Das Freibad zog Besucher aus dem gesamten Filderbereich und auch aus allen Stuttgarter Stadtbezirken an. Kein Wunder: Noch heute sprechen Stammgäste ohne Zögern vom schönsten Bad Stuttgarts, und mit der versuchsweisen Einführung einer Wassererwärmungsanlage anno 1968 blieb das Möhringer Freibad auch seiner Vorreiterrolle treu. Die angenehmen Temperaturen kamen nicht nur fröstelnden Freizeitschwimmern entgegen, sondern erlaubten auch eine größere Flexibilität bei den Trainingszeiten von Sportvereinen. Zudem konnte man dank der Wasserheizung traditionell als erste Stuttgarter Open-Air-Badeanstalt in die Saison starten und als letzte schließen.
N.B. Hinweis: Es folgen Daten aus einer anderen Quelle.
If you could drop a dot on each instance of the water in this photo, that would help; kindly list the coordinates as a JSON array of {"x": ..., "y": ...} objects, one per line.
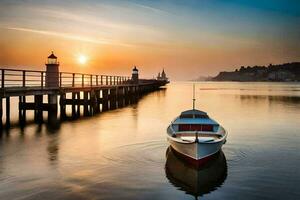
[{"x": 123, "y": 154}]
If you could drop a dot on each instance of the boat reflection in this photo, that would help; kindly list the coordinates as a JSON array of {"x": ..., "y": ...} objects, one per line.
[{"x": 195, "y": 181}]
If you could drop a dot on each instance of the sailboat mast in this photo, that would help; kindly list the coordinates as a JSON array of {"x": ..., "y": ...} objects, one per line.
[{"x": 194, "y": 96}]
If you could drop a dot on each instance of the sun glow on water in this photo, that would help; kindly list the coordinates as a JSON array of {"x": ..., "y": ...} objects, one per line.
[{"x": 82, "y": 59}]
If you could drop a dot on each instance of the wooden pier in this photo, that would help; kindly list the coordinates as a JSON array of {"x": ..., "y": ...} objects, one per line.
[{"x": 87, "y": 92}]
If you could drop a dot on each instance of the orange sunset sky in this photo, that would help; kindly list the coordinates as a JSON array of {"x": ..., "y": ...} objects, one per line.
[{"x": 188, "y": 38}]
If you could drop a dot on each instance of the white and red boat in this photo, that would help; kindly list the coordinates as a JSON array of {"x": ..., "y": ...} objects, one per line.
[{"x": 195, "y": 135}]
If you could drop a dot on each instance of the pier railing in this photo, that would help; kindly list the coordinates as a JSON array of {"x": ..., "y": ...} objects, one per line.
[{"x": 33, "y": 78}]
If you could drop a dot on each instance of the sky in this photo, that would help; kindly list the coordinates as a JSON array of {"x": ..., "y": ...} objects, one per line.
[{"x": 188, "y": 38}]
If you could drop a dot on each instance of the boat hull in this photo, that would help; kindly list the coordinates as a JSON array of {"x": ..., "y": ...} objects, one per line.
[{"x": 196, "y": 152}]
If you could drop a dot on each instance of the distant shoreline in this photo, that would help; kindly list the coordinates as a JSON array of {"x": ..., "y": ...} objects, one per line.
[{"x": 287, "y": 72}]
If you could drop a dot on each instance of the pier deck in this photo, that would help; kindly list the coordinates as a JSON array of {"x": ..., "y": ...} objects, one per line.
[{"x": 95, "y": 93}]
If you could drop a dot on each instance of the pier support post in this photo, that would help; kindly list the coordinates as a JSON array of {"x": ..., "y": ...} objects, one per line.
[
  {"x": 112, "y": 99},
  {"x": 97, "y": 99},
  {"x": 52, "y": 108},
  {"x": 7, "y": 112},
  {"x": 78, "y": 104},
  {"x": 22, "y": 110},
  {"x": 73, "y": 105},
  {"x": 104, "y": 99},
  {"x": 1, "y": 113},
  {"x": 86, "y": 103},
  {"x": 38, "y": 111},
  {"x": 92, "y": 102},
  {"x": 62, "y": 103}
]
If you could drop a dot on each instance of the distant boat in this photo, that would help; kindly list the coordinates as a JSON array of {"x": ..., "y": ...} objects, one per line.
[{"x": 195, "y": 135}]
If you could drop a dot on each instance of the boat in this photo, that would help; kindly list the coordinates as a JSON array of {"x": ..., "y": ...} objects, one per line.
[
  {"x": 195, "y": 135},
  {"x": 196, "y": 181}
]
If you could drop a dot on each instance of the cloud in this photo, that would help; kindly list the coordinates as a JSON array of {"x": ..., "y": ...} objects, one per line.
[{"x": 69, "y": 36}]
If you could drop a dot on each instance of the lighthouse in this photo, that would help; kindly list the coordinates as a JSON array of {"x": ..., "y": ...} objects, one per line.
[
  {"x": 135, "y": 75},
  {"x": 52, "y": 71}
]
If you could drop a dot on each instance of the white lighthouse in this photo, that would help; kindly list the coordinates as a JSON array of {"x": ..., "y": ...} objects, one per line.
[{"x": 135, "y": 75}]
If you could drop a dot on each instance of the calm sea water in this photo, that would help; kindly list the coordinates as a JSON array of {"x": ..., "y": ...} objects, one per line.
[{"x": 123, "y": 154}]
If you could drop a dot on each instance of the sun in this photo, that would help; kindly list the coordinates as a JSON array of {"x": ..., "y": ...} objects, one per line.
[{"x": 82, "y": 59}]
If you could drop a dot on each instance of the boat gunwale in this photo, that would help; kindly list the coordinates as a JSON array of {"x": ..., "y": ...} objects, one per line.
[{"x": 222, "y": 138}]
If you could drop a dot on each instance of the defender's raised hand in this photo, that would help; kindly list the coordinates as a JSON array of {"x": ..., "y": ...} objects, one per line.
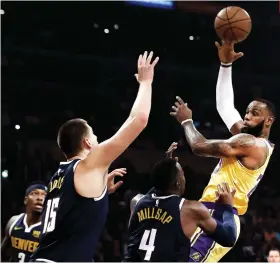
[
  {"x": 181, "y": 111},
  {"x": 146, "y": 67},
  {"x": 171, "y": 149},
  {"x": 226, "y": 52},
  {"x": 225, "y": 195},
  {"x": 111, "y": 185}
]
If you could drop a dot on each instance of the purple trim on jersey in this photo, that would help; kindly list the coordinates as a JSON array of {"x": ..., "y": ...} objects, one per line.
[
  {"x": 203, "y": 245},
  {"x": 201, "y": 248}
]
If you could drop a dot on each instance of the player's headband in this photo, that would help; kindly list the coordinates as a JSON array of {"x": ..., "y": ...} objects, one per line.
[{"x": 34, "y": 187}]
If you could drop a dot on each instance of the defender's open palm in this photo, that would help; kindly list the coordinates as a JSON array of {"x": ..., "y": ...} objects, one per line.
[
  {"x": 111, "y": 185},
  {"x": 225, "y": 194},
  {"x": 226, "y": 52},
  {"x": 146, "y": 67}
]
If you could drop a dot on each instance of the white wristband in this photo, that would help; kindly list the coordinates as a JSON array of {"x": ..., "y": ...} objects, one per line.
[{"x": 185, "y": 121}]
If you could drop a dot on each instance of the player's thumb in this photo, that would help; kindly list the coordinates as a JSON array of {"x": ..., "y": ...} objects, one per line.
[
  {"x": 217, "y": 44},
  {"x": 136, "y": 76},
  {"x": 239, "y": 55}
]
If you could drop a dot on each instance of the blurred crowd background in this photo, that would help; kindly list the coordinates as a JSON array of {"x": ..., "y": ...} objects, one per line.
[{"x": 62, "y": 60}]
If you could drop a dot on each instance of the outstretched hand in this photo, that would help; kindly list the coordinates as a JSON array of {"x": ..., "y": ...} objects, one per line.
[
  {"x": 226, "y": 52},
  {"x": 171, "y": 149},
  {"x": 146, "y": 67},
  {"x": 111, "y": 185}
]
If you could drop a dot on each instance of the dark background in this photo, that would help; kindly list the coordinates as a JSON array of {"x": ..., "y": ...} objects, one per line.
[{"x": 57, "y": 63}]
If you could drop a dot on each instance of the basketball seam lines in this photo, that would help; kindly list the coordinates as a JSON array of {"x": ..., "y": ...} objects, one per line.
[
  {"x": 230, "y": 29},
  {"x": 240, "y": 29},
  {"x": 234, "y": 14},
  {"x": 244, "y": 19},
  {"x": 227, "y": 15}
]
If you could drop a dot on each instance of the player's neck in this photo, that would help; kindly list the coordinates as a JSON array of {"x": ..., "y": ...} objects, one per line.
[
  {"x": 264, "y": 134},
  {"x": 32, "y": 218}
]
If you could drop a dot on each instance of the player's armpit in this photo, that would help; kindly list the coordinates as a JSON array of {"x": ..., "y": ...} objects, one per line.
[
  {"x": 239, "y": 145},
  {"x": 236, "y": 127},
  {"x": 222, "y": 232},
  {"x": 6, "y": 241}
]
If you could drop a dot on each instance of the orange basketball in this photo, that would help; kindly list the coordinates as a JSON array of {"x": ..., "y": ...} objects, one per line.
[{"x": 233, "y": 24}]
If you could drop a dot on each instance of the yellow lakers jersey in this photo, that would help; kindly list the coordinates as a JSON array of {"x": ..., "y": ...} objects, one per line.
[{"x": 244, "y": 180}]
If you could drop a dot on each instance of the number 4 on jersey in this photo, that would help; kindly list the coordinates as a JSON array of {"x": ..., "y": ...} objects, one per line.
[
  {"x": 50, "y": 217},
  {"x": 149, "y": 248}
]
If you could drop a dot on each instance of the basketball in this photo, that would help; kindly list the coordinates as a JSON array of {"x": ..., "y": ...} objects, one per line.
[{"x": 233, "y": 24}]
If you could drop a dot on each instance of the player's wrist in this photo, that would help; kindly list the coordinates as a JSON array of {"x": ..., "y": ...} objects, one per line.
[
  {"x": 226, "y": 65},
  {"x": 186, "y": 121}
]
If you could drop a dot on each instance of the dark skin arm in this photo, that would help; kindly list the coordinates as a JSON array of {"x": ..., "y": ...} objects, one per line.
[
  {"x": 239, "y": 145},
  {"x": 236, "y": 127},
  {"x": 6, "y": 243}
]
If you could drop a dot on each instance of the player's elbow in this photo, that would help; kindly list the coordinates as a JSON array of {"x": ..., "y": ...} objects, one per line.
[
  {"x": 141, "y": 119},
  {"x": 228, "y": 242},
  {"x": 198, "y": 149}
]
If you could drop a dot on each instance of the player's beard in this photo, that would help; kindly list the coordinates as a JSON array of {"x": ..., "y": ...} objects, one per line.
[{"x": 255, "y": 131}]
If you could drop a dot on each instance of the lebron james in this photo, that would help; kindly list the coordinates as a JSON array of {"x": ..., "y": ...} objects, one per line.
[{"x": 243, "y": 158}]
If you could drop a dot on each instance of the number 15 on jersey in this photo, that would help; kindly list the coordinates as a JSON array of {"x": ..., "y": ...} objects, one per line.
[{"x": 50, "y": 217}]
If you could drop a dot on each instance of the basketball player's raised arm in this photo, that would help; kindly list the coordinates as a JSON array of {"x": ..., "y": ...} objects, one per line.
[
  {"x": 110, "y": 149},
  {"x": 224, "y": 88},
  {"x": 7, "y": 241},
  {"x": 239, "y": 145}
]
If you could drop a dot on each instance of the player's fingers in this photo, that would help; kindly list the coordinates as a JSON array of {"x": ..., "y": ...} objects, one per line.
[
  {"x": 121, "y": 170},
  {"x": 149, "y": 58},
  {"x": 117, "y": 174},
  {"x": 179, "y": 100},
  {"x": 155, "y": 61},
  {"x": 118, "y": 185},
  {"x": 136, "y": 76},
  {"x": 139, "y": 61},
  {"x": 144, "y": 58},
  {"x": 217, "y": 44},
  {"x": 220, "y": 188}
]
Es ist schwierig, Personal zu finden

Dieses Jahr hat man sich nun entschlossen, wetterabhängig zu agieren. Auch, weil es offenbar schwierig ist, genügend Personal zu finden. Sollten die Tore an der Hechinger Straße in Zukunft länger geschlossen bleiben, bleibt ja aber immer noch die Option, in die heimische Badewanne zu steigen und an die Anfänge der Möhringer Badekultur in der Badstube zurückzudenken.